Reflections and predictions in the transportation industry 2017/2018

Finally 2018 arrived and a exciting sometimes divisive and decisive 2017 ended. Certainly, the shift in US politics from a pro sustainable energy to a pro fossile energy has create a changing climate for projects in the US as well as in other countries. Nevertheless, Europe and Chine are surpassing the US in technical development when it comes to transport technology and will possibly lead the world in the future (at least regarding these aspects). I’d like to take this opportunity to reflect a bit on what happened in the transport industry and what is going to happen next year by looking at three aspects: The automotive “rolling stock” industry, the railway rolling stock industry and on technology.

Automotive going electrical

2017 has certainly showcased the break through of a mid-level electric private car with the commencement of the Tesla 3. While Tesla is continue to ramp up its production in early 2018, there are more and more automotive suppliers presenting their full electric concepts or even starting selling them. Interestingly, show case opportunities of new concept cars and new models have been diverted from the traditional automotive show to the Consumer Electronic Show (CES) and other “tech” events.

While there are many traditional companies and start-ups now developing new technologies and making them market ready, I have last year also seen the first phony company in that sector that is selling, as I call it, snake oil which is technologically not possible.

In 2018 we will see three major effects: The impact that electric trucks, for instance the one from Tesla, will have on city logistics since they might be allowed to drive at night. The further cost reduction of batteries and electric energy will make traditional transmission for heavy use vehicles obsolete. New car manufacturers from China will enter the European and US market with cheap electric cars – powered by BYD and other battery manufacturers. Furthermore, we will see a next step when it comes to autonomous vehicles and autonomous taxis but this depends highly on the approval processes by the countries’ regulators. We will, however, not see a fully autonomous vehicle that is approved for mass-usage in 2018.

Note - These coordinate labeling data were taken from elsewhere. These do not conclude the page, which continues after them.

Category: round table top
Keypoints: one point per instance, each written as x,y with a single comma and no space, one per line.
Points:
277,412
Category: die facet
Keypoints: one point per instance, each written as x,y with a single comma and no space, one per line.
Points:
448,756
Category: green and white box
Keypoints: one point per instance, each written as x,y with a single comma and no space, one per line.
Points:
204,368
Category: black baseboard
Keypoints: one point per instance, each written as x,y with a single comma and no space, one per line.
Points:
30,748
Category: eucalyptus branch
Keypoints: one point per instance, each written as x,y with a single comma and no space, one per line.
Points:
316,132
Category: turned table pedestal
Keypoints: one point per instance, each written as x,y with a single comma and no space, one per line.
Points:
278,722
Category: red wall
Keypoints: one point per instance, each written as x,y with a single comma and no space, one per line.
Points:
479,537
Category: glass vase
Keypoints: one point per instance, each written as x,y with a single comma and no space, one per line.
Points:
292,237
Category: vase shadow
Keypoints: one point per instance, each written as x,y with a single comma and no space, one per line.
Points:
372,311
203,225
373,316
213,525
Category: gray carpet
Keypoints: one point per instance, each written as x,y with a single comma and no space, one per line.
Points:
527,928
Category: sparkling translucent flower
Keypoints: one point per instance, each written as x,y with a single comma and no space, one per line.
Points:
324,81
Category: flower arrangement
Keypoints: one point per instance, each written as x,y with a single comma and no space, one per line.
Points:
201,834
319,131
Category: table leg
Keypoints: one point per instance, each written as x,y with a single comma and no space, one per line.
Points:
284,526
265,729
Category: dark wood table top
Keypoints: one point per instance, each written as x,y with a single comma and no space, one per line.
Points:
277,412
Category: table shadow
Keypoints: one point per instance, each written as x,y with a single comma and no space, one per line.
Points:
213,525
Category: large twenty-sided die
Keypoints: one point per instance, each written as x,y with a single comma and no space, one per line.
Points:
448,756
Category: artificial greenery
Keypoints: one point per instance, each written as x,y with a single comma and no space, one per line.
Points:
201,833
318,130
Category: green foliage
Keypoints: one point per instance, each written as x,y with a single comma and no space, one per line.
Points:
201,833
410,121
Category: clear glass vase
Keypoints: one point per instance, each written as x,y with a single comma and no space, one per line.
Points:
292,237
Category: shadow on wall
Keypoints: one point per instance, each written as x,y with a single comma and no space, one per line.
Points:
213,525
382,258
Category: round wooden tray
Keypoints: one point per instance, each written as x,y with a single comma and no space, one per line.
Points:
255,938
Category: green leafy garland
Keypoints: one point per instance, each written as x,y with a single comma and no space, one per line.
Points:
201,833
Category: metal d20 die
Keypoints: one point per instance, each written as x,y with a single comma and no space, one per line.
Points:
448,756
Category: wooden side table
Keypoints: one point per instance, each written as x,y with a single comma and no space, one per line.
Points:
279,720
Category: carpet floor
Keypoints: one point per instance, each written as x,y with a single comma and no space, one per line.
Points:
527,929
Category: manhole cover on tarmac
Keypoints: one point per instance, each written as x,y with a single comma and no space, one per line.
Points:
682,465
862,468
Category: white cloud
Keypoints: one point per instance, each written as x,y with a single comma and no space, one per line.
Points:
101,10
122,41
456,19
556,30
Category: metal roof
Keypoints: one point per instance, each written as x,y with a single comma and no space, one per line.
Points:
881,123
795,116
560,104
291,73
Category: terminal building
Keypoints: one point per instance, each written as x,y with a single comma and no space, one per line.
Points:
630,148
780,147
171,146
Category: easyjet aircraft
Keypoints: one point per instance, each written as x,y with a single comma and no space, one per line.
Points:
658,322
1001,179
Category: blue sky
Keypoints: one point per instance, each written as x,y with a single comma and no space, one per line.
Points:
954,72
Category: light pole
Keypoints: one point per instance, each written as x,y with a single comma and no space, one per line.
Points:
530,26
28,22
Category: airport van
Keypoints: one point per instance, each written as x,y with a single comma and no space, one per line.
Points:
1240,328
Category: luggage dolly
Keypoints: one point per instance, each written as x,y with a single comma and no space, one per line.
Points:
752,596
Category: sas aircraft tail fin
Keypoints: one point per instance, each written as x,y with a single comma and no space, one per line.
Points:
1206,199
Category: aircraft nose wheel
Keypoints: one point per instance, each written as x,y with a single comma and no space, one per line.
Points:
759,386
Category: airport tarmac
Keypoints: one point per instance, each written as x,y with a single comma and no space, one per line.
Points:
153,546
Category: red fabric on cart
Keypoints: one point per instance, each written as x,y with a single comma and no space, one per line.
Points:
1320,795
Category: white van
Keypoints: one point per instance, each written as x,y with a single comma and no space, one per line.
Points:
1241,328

Consolidation and reduction of work-force

A major impact in 2017 was the combination of Alstom Transportation and Siemens Mobility to a new major player in the market. This will result in the closure or some manufacturing sites in 2018 with respective job-cuts. While some shareholders may believe this will increase dividends, I am almost certain the these super tankers have reached a size that does not allow fast and dynamic decision processes. This is why I expect that small niche players such as Stadler, CAF, PESA etc. will become more successful in 2018. It is even possible that new entrants, coming from the full electric traction chain industry, could enter the market by providing remodeling and spare parts across the globe.

What we will also see, possible at Innotrans, is companies supplying spare parts from the 3D printer, And possibly rolling stock tenders asking for CAD or STEP files from all parts so railway undertakers can supply themselves in the future with spare parts.

Skies are starting to clear again

Technology wise, we will see in 2018 many new entrants that, with smart solutions, will enable to lever companies and industries out of software dependencies. This will be the case for instance for ground distribution systems (GDS) but also for booking platforms for public transport as well as for traffic information, distribution of parcels/cargo and industry specific ERP systems. The fog of “secretive” and protected interfaces within “black-box” software solutions will more and more fall, incumbent suppliers will be replaced with new entrants or with open source solutions.

So, many changes ahead in 2018 – I wish you all a great start and successful journey through these possibly stormy waters.